Heftig applaudieren und gleichzeitig den Kopf schütteln – diese Reaktion passt auch zur Erstaufführung dieses längst als bahnbrechend anerkannten Werkes an der Staatsoper. Wenn auch aus völlig anderen Motiven: Die massive Zustimmung gilt der musikalischen Gestaltung durch das grandiose Staatsopernorchester und manchen Sängerleistungen; der ebenso starke Protest der szenischen Umsetzung.

Philharmonischer Swing

Ingo Metzmacher und die Musiker des Staatsopernorchesters, denen zuzuschauen diesmal besonders Freude machte, weil manche zwischendurch körperlich mitshakten oder begeistert auf die Sänger blickten – sie setzten die Partitur von Weill farbenprächtig, mathematisch präzise, tänzerisch, dann wieder höchst dramatisch um. Wenn man dem Dirigenten einen Vorwurf machen kann, dann den, dass er manche Ecken, Kanten, Schärfen zu sehr glättete.
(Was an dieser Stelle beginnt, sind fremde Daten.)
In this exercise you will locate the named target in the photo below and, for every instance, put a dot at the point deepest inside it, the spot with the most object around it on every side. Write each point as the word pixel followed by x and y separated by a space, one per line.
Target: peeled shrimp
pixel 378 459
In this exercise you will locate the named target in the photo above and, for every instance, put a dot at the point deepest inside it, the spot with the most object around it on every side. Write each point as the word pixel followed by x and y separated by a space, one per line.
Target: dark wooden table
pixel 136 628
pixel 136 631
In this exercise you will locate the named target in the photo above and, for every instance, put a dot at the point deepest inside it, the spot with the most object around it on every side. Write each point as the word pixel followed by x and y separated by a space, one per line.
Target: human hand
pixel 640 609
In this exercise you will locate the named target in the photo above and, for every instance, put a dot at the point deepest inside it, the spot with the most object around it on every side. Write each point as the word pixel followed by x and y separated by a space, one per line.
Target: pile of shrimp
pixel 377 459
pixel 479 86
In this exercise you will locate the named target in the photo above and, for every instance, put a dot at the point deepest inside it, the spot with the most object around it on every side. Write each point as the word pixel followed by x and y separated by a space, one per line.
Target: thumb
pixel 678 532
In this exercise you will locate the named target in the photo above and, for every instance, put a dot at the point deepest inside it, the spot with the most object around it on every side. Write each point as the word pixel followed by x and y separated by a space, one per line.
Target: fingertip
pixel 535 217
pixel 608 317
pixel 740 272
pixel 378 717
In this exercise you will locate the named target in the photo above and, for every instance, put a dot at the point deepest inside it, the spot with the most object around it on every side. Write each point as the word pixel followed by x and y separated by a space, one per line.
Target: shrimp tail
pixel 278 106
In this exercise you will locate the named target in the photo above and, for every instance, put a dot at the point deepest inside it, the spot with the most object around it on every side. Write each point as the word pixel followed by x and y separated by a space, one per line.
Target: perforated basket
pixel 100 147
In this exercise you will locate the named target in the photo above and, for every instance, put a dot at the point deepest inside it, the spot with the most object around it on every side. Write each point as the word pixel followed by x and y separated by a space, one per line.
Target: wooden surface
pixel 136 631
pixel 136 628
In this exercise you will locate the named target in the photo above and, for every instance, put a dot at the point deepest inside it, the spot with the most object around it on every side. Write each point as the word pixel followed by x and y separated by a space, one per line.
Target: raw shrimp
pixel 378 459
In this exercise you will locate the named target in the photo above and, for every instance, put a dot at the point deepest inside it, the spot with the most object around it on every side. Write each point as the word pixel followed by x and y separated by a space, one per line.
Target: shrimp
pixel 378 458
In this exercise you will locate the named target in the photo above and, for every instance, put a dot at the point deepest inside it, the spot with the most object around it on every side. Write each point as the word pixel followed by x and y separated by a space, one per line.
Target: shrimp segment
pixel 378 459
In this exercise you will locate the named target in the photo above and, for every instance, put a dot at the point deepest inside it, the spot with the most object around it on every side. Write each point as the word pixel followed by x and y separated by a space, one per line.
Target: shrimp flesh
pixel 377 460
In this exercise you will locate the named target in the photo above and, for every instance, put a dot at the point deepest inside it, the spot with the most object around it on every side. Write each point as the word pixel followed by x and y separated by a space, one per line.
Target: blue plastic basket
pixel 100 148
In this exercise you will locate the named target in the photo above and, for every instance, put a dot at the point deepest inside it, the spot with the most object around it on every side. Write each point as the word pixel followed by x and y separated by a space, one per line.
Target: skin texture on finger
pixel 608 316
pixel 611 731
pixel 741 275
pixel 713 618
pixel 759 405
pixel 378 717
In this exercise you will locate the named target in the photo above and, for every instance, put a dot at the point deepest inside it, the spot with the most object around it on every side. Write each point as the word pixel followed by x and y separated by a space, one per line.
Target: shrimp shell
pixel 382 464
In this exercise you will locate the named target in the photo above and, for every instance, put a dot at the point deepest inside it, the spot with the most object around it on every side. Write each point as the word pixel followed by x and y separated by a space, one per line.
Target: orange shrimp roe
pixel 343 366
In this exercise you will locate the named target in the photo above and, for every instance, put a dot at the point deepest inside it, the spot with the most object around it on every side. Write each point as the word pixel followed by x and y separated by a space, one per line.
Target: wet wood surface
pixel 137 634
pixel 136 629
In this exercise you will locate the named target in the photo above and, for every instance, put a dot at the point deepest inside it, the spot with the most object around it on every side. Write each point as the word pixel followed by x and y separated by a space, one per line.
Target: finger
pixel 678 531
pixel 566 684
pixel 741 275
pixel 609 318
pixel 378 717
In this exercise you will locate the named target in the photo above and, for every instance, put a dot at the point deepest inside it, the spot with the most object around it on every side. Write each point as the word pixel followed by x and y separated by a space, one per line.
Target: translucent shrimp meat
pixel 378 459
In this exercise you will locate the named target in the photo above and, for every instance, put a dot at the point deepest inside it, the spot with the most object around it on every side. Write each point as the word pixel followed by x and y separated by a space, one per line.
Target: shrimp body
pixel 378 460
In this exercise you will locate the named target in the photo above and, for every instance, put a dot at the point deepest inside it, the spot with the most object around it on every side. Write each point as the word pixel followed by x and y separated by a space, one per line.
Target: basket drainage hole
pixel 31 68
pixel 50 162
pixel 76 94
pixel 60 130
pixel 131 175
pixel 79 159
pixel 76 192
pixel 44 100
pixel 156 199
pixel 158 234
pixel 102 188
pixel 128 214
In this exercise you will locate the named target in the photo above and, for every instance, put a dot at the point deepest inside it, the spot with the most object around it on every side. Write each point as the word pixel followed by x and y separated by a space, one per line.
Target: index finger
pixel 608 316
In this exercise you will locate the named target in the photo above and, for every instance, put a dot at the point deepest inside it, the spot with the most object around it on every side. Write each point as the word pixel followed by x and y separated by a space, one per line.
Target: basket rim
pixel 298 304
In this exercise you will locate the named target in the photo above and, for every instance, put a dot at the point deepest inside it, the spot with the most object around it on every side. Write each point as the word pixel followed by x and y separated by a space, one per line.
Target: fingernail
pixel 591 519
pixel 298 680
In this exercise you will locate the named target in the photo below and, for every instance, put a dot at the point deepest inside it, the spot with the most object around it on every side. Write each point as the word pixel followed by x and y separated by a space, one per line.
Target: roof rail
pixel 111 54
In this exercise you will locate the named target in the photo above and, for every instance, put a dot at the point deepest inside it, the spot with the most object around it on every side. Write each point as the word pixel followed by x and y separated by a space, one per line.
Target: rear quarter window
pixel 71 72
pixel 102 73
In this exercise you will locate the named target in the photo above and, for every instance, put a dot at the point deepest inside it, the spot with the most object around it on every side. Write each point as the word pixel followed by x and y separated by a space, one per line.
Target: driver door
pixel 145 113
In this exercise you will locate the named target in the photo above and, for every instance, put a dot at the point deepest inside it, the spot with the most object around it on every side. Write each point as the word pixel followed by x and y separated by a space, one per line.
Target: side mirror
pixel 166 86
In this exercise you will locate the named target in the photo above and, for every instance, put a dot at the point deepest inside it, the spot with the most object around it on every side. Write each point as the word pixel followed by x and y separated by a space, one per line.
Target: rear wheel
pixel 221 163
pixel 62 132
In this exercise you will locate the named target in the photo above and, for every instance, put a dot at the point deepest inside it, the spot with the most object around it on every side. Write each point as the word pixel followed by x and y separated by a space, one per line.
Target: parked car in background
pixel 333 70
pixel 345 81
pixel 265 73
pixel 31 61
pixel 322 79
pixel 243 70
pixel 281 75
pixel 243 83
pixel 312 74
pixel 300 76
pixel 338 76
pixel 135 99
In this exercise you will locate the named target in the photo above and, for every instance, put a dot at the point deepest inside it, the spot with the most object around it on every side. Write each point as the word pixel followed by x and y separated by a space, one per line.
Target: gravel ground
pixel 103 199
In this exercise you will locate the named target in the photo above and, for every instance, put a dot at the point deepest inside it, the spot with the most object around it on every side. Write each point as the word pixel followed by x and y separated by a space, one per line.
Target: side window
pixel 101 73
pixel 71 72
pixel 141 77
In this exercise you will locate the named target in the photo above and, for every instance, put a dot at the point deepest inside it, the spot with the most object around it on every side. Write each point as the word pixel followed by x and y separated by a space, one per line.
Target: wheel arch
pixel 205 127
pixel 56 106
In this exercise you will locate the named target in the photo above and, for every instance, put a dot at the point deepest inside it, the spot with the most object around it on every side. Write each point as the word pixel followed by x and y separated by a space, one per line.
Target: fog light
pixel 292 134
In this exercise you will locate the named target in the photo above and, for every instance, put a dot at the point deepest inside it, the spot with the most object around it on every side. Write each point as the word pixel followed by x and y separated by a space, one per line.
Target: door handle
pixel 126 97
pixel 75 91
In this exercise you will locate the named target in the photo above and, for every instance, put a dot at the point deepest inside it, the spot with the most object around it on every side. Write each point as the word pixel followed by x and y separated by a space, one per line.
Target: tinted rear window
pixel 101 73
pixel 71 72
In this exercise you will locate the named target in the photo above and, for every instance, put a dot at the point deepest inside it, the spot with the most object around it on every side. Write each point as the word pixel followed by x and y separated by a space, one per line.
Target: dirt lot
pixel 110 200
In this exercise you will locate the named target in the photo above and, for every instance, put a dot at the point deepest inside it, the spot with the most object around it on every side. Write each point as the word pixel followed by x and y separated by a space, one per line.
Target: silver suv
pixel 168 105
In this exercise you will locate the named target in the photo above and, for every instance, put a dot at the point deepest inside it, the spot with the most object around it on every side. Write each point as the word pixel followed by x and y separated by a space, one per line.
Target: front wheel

Aus der sehr guten Besetzung ragte Christopher Ventris heraus. Der Heldentenor sang die Partie des Jim Mahoney, der zum Tode verurteilt wird, weil er seine Rechnung nicht bezahlen kann, mit großer Kraft und lyrischer Schönheit: ein echter Tannhäuser in einem Weill-Werk – so muss man diese Oper besetzen. An seiner Seite überzeugten weitere Wagner-gestählte Protagonisten: Tomasz Konieczny, der Wotan und Alberich, diesmal als Dreieinigkeitsmoses, Norbert Ernst, der David, als Jack O’Brien, Herwig Pecoraro, der Mime, als Fatty. Und ein anderer ehemals grandioser Mime, Heinz Zednik, durfte leider nicht singen, gab aber als Sprecher hinreißend einen grantigen Bühnenregisseur. Clemens Unterreiner holte sich als Bill Applaus (ebenso wie der Chor).

Kulman begeisterte

Bei den Damen begeisterte Elisabeth Kulman als Leokadja Begbick mit großer Ausdruckskraft und mächtiger Tiefe, während Angelika Kirchschlager im Zwischenfach der Jenny Hill, angesiedelt zwischen Chansons und Operngeste, von ihrer Bühnenpräsenz profitierte – die Kostüme von Vanessa Sannino, die u. a. von Otto Dix inspiriert schienen, waren zumindest für sie hinderlich.


Problematisch für die Kapitalismuskritik von Weill und Brecht, die anhand der Stadt Mahagonny die alleinige Macht des Geldes anprangern, gestaltete sich die Inszenierung von Jérôme Deschamps. Der Regisseur bezieht sich zwar auf Brechts episches Theater, ist aber in der da geforderten Nüchternheit nicht konsequent, sondern behübscht die Geschichte immer wieder zu Tode. Steh-und Stadttheater mit plüschigen Ausritten, peinliche Effekte wie eine Windhose als Hurricane – so wird "Mahagonny" zahnlos. In seinem ästhetischen Ansatz solle Wiens Opernchef mehr Mut beweisen. Jetzt hat er ja bis 2020 Zeit.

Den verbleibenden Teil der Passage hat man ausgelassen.